The Hoisting Madness in Monorepos (Reshaped)
2020-04-04 4 min
I know, I know—the title might seem a bit dramatic, but it served its purpose: grabbing your attention. When hoisted dependency issues arise in a monorepo, it may not reach full-blown madness, but it sure can be a pesky headache.
Recently, a bug was introduced in one of the project I collaborate with: some forms simply stopped working. The culprit? The formik object was undefined—something it had never done before. What’s even stranger is that not all forms failed—just some. It felt random, but as usual, that “last change” was behind it.

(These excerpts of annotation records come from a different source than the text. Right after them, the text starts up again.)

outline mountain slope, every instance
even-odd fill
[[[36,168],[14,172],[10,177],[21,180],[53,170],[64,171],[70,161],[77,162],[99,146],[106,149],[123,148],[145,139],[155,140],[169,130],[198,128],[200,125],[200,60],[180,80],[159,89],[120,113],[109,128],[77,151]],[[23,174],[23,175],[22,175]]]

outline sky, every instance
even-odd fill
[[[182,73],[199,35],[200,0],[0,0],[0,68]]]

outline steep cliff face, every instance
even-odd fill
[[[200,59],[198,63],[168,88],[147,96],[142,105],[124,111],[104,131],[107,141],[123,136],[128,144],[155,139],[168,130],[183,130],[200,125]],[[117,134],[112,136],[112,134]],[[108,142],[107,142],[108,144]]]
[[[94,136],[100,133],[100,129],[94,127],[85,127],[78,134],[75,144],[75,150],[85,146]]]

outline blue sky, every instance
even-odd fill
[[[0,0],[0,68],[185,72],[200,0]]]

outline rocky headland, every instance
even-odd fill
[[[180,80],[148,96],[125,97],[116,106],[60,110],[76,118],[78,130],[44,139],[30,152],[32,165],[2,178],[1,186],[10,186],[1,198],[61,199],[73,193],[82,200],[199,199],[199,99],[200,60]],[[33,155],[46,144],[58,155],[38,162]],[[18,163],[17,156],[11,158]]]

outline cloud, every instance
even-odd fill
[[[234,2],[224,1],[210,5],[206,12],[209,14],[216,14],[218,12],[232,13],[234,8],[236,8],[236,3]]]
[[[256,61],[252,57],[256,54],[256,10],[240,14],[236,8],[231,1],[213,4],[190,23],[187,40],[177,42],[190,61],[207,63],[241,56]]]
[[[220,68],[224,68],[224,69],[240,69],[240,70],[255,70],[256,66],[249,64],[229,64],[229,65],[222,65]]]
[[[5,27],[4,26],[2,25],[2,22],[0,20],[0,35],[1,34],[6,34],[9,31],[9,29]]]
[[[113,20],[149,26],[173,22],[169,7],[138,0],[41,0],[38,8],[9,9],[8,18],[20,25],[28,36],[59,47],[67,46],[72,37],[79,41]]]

The quick fix was to revert to a previous commit where things worked. But—and here’s the twist—even forms that worked before the merge broke afterward. It turned out the Formik library had been updated unintentionally.
Working in a Monorepo
Our project uses a monorepo structure, with each package declaring its own dependencies. Yarn’s workspaces feature manages the shared dependencies across packages. Essentially, workspaces allow packages to share modules with the same name and version through a common node_modules folder located in the project root.
In recent commits, a package—call it X—introduced a dependency on Formik version ^2.1.2. Other packages used version ^1.5.8, and another one (Y) relied on version ^2.0.5. This introduced conflicting versions across the monorepo.
Here’s how it played out:
- X and Y are web apps.
- We also have shared UI components (UI), which rely on Formik
1.5.8. - After merging, Formik
2.1.2was hoisted (shared) to the rootnode_modules. Because UI hadn’t declared Formik as a dependency, it ended up using the wrong version.
Understanding Node Module Resolution & Hoisting
Node resolves modules by searching upward from the current file’s directory to parent directories until it finds the module in a node_modules folder—or throws an error.
Yarn’s workspace hoisting takes advantage of this: shared dependencies get hoisted to the root. If UI didn’t explicitly declare Formik, the resolver finds whichever version got hoisted there—regardless of compatibility
The Missing Dependency Issue
Since UI didn’t declare Formik, it ended up resolving Formik from the root, which was now 2.1.2 instead of its intended 1.5.8.
Even after adding Formik 1.5.8 to UI, Yarn hoisted it to the root again. It seemed like nothing changed—but the key win was that now each package explicitly declared its required version
A Persistent Issue: Conflicting Contexts
However, a new error surfaced:
ERROR in ... FormikActions
Module .../node_modules/formik/dist" has no exported member 'FormikActions'.
This happened because two incompatible Formik versions were being loaded in the same environment—leading to namespace and context conflicts.
The Right Fix: Peer Dependencies
When deciding if a library should include third-party dependencies internally—or rely on its host—consider its purpose. If it’s a plugin or companion to another library (like UI), it shouldn’t directly ship that dependency. Instead, it should:
Add it as a devDependency (for testing or development).
"devDependencies": {
"formik": "^1.5.8"
}
This prevents bundlers from including it unless needed.
Declare it as a peerDependency (to require the host project to supply it).
"peerDependencies": {
"formik": "^1.5.8"
}
This way, Yarn raises a warning if the host doesn’t provide a compatible version
Running yarn why formik
Yarn’s why command lets you see which versions of a dependency are hoisted—and why:
$ yarn why formik
=> Found "formik@1.5.8"
info Has been hoisted to "formik"
info Reasons this module exists
- "workspace-aggregator-ec62dbed-443f-486a-b6f7-896c9473a3a4" depends on it
- Hoisted from "_project_#@monorepo#X#formik"
- Hoisted from "_project_#@monorepo#Z#formik"
info Disk size without dependencies: "1.15MB"
info Disk size with unique dependencies: "8.99MB"
info Disk size with transitive dependencies: "22.58MB"
info Number of shared dependencies: 23
=> Found "@monorepo/Y#formik@2.1.2"
info This module exists because "_project_#@monorepo#Y" depends on it.
info Disk size without dependencies: "960KB"
info Disk size with unique dependencies: "8.8MB"
info Disk size with transitive dependencies: "8.93MB"
info Number of shared dependencies: 12
✨ Done in 2.67s.
Output reveals both the hoisted 1.5.8 (used by X and Z) and the isolated 2.1.2 (used by Y), along with their origins.
Summary & Takeaways
- Understand hoisting behavior in Yarn workspaces.
- Never rely on implicit dependencies—declare them explicitly.
- Use devDependencies for tooling/testing.
- Use peerDependencies for plugins or companion libraries to ensure version compatibility.
- Use
yarn why <dependency>to inspect hoisting and dependency distribution.
With these practices, you can avoid unexpected dependency conflicts and keep your monorepo tidy and stable.